Un chaos calculé : dans les coulisses du transfert par Israël des corps de Palestiniens vers Gaza

Des travailleurs humanitaires décrivent un système désorganisé et délibérément opaque de rapatriement des Gazaouis, morts ou vivants, au cours des premiers mois du génocide — un système qui aide à expliquer pourquoi des milliers de personnes sont toujours portées disparues.

Photo : Recherche des corps palestiniens dans la fosse commune creusée par l’armée israélienne près de l’hôpital Al-Shifa à Khan Younis, avril 2024 © Quds News Network

À 6 heures du matin, par une glaciale matinée de décembre 2023, un chauffeur routier de Gaza a ouvert le couvercle d’un conteneur métallique de 12 mètres de long.
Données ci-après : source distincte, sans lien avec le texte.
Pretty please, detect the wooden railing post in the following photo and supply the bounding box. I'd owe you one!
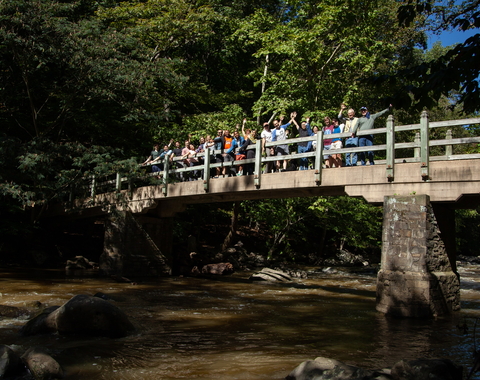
[386,115,395,182]
[203,149,212,192]
[445,129,453,157]
[115,172,122,193]
[314,131,323,186]
[162,153,173,196]
[253,139,262,189]
[413,132,420,158]
[90,174,97,200]
[420,111,430,181]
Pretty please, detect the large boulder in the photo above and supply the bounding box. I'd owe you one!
[22,347,64,380]
[0,345,26,379]
[202,263,234,275]
[285,357,391,380]
[22,295,134,338]
[392,359,463,380]
[285,357,463,380]
[20,306,59,336]
[249,268,292,282]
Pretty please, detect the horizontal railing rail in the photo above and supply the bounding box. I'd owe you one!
[71,111,480,198]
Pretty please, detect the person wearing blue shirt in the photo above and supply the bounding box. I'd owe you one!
[293,117,313,170]
[272,112,297,171]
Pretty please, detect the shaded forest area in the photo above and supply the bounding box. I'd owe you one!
[0,0,480,268]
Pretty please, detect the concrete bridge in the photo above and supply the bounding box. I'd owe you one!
[56,112,480,317]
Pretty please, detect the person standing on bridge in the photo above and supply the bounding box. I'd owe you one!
[260,123,274,173]
[352,104,392,165]
[272,112,297,171]
[338,103,358,166]
[293,117,313,170]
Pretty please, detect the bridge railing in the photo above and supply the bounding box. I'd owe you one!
[77,111,480,198]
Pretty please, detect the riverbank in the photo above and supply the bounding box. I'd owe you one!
[0,262,480,380]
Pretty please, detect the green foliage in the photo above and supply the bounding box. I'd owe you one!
[374,0,480,113]
[309,197,383,249]
[240,197,382,260]
[455,207,480,256]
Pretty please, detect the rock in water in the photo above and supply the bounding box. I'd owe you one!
[22,347,63,380]
[249,268,292,282]
[22,295,135,338]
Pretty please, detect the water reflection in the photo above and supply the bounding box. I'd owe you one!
[0,268,480,380]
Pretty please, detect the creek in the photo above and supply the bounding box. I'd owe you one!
[0,264,480,380]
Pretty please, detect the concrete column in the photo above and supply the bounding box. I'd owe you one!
[377,195,460,317]
[100,211,172,277]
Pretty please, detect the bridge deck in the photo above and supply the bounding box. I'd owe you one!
[86,159,480,213]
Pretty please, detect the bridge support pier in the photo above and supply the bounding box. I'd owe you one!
[377,195,460,317]
[100,211,173,277]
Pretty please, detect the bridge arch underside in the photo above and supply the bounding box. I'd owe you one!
[97,159,480,213]
[85,160,480,317]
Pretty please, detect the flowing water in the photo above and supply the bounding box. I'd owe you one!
[0,265,480,380]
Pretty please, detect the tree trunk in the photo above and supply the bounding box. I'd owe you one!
[222,201,240,251]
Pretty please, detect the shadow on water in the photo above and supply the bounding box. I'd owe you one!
[0,270,480,380]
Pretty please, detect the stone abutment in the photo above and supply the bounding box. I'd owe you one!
[377,195,460,317]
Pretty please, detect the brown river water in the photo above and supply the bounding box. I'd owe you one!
[0,265,480,380]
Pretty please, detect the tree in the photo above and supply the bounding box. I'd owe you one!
[373,0,480,114]
[235,1,424,119]
[0,0,182,238]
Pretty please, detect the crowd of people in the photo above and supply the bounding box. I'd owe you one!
[142,103,392,181]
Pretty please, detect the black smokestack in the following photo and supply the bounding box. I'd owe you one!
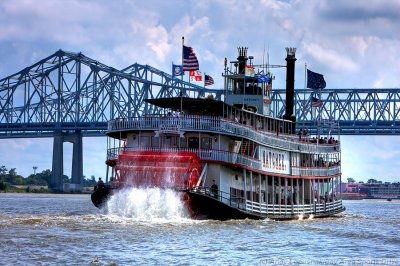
[283,48,296,133]
[237,47,247,74]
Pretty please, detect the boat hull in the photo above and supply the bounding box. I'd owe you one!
[90,187,114,208]
[187,190,346,220]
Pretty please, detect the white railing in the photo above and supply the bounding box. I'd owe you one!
[246,200,343,215]
[107,147,340,177]
[108,115,340,153]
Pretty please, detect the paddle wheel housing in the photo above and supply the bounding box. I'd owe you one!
[115,150,202,190]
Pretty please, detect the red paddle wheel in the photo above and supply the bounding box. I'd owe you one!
[115,151,202,190]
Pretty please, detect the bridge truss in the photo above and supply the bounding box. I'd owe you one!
[0,50,400,189]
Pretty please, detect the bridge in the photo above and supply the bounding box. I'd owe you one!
[0,50,400,189]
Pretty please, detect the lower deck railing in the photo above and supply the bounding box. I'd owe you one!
[193,188,343,217]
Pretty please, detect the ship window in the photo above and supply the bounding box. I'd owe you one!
[151,137,160,148]
[179,138,187,148]
[162,136,177,148]
[139,136,150,147]
[188,137,199,149]
[201,137,212,149]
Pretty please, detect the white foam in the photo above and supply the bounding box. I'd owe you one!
[107,188,189,222]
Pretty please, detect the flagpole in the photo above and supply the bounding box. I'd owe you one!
[180,36,185,112]
[203,72,206,90]
[300,62,306,137]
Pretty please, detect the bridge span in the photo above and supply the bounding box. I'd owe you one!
[0,50,400,189]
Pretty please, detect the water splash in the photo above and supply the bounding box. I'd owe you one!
[107,188,190,222]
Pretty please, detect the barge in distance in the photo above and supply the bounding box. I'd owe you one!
[92,47,345,220]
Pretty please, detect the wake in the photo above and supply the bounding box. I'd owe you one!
[107,188,190,222]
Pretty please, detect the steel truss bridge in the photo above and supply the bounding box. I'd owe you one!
[0,50,400,189]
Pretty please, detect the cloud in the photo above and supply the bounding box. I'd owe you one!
[303,43,360,72]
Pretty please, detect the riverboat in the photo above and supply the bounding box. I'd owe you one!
[92,47,345,220]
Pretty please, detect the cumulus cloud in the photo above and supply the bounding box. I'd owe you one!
[0,0,400,182]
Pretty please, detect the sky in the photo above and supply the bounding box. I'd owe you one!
[0,0,400,182]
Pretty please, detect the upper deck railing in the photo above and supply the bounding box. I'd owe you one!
[107,147,341,178]
[108,115,340,153]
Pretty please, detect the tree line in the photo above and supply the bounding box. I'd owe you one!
[0,165,96,192]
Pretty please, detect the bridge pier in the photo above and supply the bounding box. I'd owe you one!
[50,130,83,191]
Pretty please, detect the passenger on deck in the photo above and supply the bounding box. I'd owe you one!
[211,179,218,199]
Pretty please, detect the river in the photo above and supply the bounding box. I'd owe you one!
[0,189,400,265]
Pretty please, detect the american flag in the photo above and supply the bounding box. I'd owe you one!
[312,97,322,107]
[307,69,326,90]
[204,75,214,86]
[182,46,200,71]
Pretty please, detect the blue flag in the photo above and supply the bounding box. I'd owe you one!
[307,69,326,90]
[172,64,183,78]
[258,73,271,83]
[312,97,322,107]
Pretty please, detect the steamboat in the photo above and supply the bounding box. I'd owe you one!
[92,47,345,220]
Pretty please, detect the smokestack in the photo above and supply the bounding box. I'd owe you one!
[237,47,247,74]
[283,47,296,133]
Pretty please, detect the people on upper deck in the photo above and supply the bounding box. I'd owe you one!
[211,179,218,199]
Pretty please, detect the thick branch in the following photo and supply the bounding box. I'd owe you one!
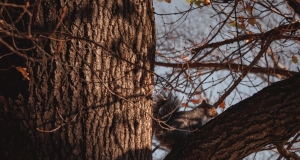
[166,74,300,160]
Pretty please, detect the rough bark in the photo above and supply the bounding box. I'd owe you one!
[0,0,155,159]
[165,74,300,160]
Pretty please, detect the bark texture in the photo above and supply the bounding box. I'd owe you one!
[165,74,300,160]
[0,0,155,160]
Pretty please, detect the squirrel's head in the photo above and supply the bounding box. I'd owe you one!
[199,100,218,118]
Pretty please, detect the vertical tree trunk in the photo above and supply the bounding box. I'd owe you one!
[0,0,155,159]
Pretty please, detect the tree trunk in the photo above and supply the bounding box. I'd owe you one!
[0,0,155,160]
[165,74,300,160]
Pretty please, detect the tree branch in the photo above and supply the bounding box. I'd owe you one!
[155,62,298,77]
[165,74,300,160]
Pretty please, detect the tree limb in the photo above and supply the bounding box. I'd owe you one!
[165,74,300,160]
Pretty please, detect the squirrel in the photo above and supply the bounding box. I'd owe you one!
[152,93,218,150]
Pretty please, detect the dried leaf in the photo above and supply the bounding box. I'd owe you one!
[15,67,30,80]
[292,55,298,63]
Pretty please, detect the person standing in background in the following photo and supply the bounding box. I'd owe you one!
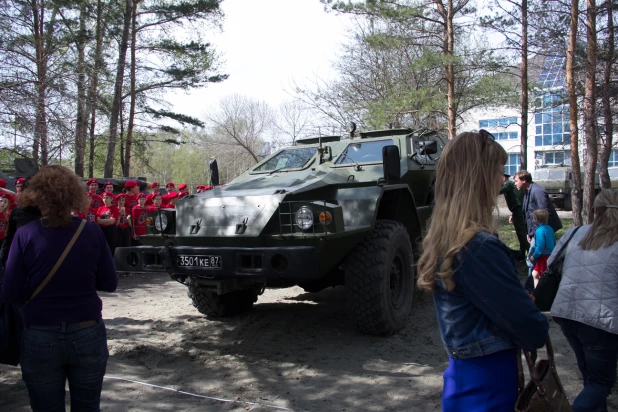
[96,192,120,256]
[547,189,618,412]
[500,173,530,260]
[2,165,118,411]
[417,130,549,412]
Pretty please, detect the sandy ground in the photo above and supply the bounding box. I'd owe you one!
[0,268,618,411]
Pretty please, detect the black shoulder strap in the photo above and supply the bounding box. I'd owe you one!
[554,226,581,262]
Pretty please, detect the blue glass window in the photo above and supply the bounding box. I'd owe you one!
[607,149,618,167]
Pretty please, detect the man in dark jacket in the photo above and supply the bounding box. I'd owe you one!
[500,173,530,259]
[513,170,562,240]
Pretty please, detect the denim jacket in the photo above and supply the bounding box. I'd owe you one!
[433,232,549,359]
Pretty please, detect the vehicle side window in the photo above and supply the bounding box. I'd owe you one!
[335,139,393,164]
[253,147,318,172]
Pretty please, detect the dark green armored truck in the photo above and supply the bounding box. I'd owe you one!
[115,129,446,335]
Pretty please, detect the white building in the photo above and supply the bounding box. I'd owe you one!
[459,56,618,177]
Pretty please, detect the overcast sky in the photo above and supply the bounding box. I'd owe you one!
[167,0,347,118]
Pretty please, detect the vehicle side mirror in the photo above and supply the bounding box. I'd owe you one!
[208,159,219,186]
[13,158,39,177]
[382,145,401,184]
[418,140,438,156]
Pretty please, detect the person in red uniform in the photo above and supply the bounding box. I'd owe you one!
[147,193,163,208]
[116,193,131,247]
[131,193,148,246]
[15,177,26,194]
[86,178,103,212]
[0,193,11,243]
[101,182,116,206]
[146,182,159,206]
[124,180,139,211]
[0,179,15,204]
[161,192,180,209]
[96,192,120,255]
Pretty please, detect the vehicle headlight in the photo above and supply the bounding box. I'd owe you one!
[155,213,167,232]
[296,206,313,230]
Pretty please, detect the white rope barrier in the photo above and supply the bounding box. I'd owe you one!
[105,375,291,411]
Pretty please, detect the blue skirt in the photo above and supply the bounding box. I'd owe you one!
[442,349,518,412]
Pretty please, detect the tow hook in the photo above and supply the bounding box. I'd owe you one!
[159,239,176,272]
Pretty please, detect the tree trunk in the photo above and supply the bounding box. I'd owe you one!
[87,0,103,177]
[435,0,457,139]
[75,1,88,177]
[599,2,615,189]
[519,0,528,170]
[124,0,138,177]
[104,0,133,177]
[30,0,47,165]
[566,0,583,226]
[582,0,598,224]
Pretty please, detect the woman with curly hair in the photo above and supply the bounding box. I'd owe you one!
[418,130,549,411]
[2,165,118,410]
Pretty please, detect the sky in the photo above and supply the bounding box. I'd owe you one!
[166,0,348,119]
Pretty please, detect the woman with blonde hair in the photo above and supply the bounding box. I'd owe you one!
[2,165,118,411]
[547,189,618,412]
[418,130,549,411]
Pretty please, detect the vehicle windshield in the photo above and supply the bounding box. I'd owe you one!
[335,139,393,164]
[253,147,318,172]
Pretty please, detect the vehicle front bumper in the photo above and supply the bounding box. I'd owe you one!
[114,246,319,280]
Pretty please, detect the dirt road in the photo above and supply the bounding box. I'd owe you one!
[0,274,618,412]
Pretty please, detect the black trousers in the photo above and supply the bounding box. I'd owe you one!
[116,227,131,247]
[100,225,118,256]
À l’intérieur, soigneusement empilés et enveloppés dans du nylon bleu vif maintenu par des attaches en plastique, il a découvert les restes de 80 Palestiniens, hommes, femmes et enfants.

Des responsables de l’Administration de coordination et de liaison (CLA) pour Gaza — la branche locale du COGAT, l’unité militaire israélienne chargée de gérer les affaires civiles des Palestiniens sous occupation israélienne — avaient appelé des agents de l’ONU plus tôt dans la matinée, leur demandant d’organiser la récupération du conteneur depuis un terminal situé près du point de passage de Karem Abu Salem/Kerem Shalom, entre la bande de Gaza, Israël et l’Égypte. Ariel, un employé de l’ONU en poste à proximité (qui a demandé à ce qu’on utilise un pseudonyme et des pronoms neutres par crainte de représailles de la part d’Israël), avait envoyé le chauffeur au terminal, lequel avait ensuite transporté le conteneur du côté gazaouite du point de passage.

Même si la CLA avait refusé de fournir des détails, Ariel savait ce qu’il y avait à l’intérieur. La réticence des responsables avait éveillé ses pires soupçons, et les parois métalliques du conteneur, percées de trous, dégageaient une odeur putride de cadavres en décomposition perceptible à 30 mètres à la ronde. Mais Ariel ne voulait pas voir cela de ses propres yeux ; il avait des livraisons d’aide d’urgence à superviser, et la gestion des cadavres ne faisait pas partie de son mandat. Ce fut un soulagement lorsque le personnel du ministère de la Santé de Gaza vint récupérer le conteneur le lendemain matin.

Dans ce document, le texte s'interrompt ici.